However it is not that easy to fuse nuclei together the nuclei of deuterium and tritium, for example, have a positive charge and naturally repel each other when they come near. Electrostatic forces keep the two nuclei apart. A great deal of energy is needed to smash the two nuclei together with enough force to overcome the electrostatic force of repulsion.

Temperatures between 50,000,000 and 400,000,000 ^oC are needed. These can only be achieved by initiating a primary nuclear fission reaction.
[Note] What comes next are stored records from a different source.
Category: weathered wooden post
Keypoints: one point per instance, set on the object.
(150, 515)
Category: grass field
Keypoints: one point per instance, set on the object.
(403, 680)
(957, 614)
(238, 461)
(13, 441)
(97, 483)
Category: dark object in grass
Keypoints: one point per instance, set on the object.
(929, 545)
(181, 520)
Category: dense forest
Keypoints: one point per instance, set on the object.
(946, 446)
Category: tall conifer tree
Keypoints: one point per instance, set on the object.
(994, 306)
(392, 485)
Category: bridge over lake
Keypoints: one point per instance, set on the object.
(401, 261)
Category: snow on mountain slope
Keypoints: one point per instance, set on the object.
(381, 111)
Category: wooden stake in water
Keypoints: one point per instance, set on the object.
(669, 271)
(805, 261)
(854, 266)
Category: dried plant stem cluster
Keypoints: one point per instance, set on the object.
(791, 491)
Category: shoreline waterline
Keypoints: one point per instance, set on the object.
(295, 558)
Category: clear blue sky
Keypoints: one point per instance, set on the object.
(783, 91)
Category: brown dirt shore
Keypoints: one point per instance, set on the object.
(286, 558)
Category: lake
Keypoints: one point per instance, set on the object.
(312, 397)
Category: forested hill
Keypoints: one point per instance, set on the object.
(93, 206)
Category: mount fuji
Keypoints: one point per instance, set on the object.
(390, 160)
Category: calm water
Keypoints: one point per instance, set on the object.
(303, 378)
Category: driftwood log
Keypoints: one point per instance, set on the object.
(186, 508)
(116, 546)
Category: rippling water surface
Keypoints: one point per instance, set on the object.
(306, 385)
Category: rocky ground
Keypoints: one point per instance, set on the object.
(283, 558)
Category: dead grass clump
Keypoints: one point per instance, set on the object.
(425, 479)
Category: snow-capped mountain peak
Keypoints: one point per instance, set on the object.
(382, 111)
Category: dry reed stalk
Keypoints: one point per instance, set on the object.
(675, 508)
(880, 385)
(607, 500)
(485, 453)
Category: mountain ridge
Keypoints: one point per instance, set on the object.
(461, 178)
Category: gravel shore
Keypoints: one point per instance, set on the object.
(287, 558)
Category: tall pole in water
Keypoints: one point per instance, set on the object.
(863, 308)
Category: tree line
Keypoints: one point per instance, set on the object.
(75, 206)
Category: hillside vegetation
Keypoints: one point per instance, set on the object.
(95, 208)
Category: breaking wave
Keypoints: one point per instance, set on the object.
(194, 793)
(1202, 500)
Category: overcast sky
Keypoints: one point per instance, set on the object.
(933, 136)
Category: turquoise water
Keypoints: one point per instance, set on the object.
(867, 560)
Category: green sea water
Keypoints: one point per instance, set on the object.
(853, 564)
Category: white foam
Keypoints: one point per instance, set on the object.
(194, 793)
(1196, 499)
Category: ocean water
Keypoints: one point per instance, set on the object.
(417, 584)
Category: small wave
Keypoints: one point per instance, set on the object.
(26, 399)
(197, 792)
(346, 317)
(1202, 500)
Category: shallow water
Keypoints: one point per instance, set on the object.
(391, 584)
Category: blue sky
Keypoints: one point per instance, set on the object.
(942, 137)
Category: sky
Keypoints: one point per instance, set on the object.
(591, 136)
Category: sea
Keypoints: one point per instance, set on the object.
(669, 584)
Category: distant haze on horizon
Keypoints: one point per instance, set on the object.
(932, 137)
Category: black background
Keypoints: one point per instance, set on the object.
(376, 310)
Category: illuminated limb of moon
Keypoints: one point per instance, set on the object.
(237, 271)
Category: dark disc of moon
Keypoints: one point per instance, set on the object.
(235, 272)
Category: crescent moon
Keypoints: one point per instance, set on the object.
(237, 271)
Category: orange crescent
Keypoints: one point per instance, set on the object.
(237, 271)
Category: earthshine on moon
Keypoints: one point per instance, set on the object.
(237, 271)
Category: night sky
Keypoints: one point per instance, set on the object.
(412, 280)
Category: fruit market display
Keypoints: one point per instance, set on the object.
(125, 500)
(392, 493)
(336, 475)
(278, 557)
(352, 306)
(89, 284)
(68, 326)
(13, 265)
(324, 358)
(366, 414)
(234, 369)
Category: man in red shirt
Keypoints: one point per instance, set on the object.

Consider the simplified animation, on the right, of a thermonuclear weapon. A thermonuclear device contains two nuclear warheads. A primary warhead that contains the high explosives and a plutonium fuel and a secondary warhead containing the hydrogen isotope mixture. When the explosive detonates it compresses the plutonium fuel to a supercritical mass. At this point a runaway fission reaction occurs with the release of immense heat energy. This is the trigger for the fusion reaction that follows. One such weapon, known as the Tsar Bomba, was made by the Soviet Union and detonated in 1961.

The heat released from the fission reaction causes the fusion of hydrogen isotopes in the fuel mixture. The heat given off during fusion fuels the chain reaction.

The thermonuclear explosion creates enormous heat, powerful shock waves and deadly radiation in the form of gamma rays and neutrons that destroys living matter .

Up to this point nuclear fusion has seen uses in thermonuclear devices only. Nuclear fusion has proven very difficult to harness as a fuel source for power generation. However nuclear fusion represents a pollution-free alternative to current fission-based nuclear power technology. The product of nuclear fusion is the inert element helium rather than radioactive products as in nuclear fission reactions.

The day is getting closer when nuclear fusion will be the fuel of choice.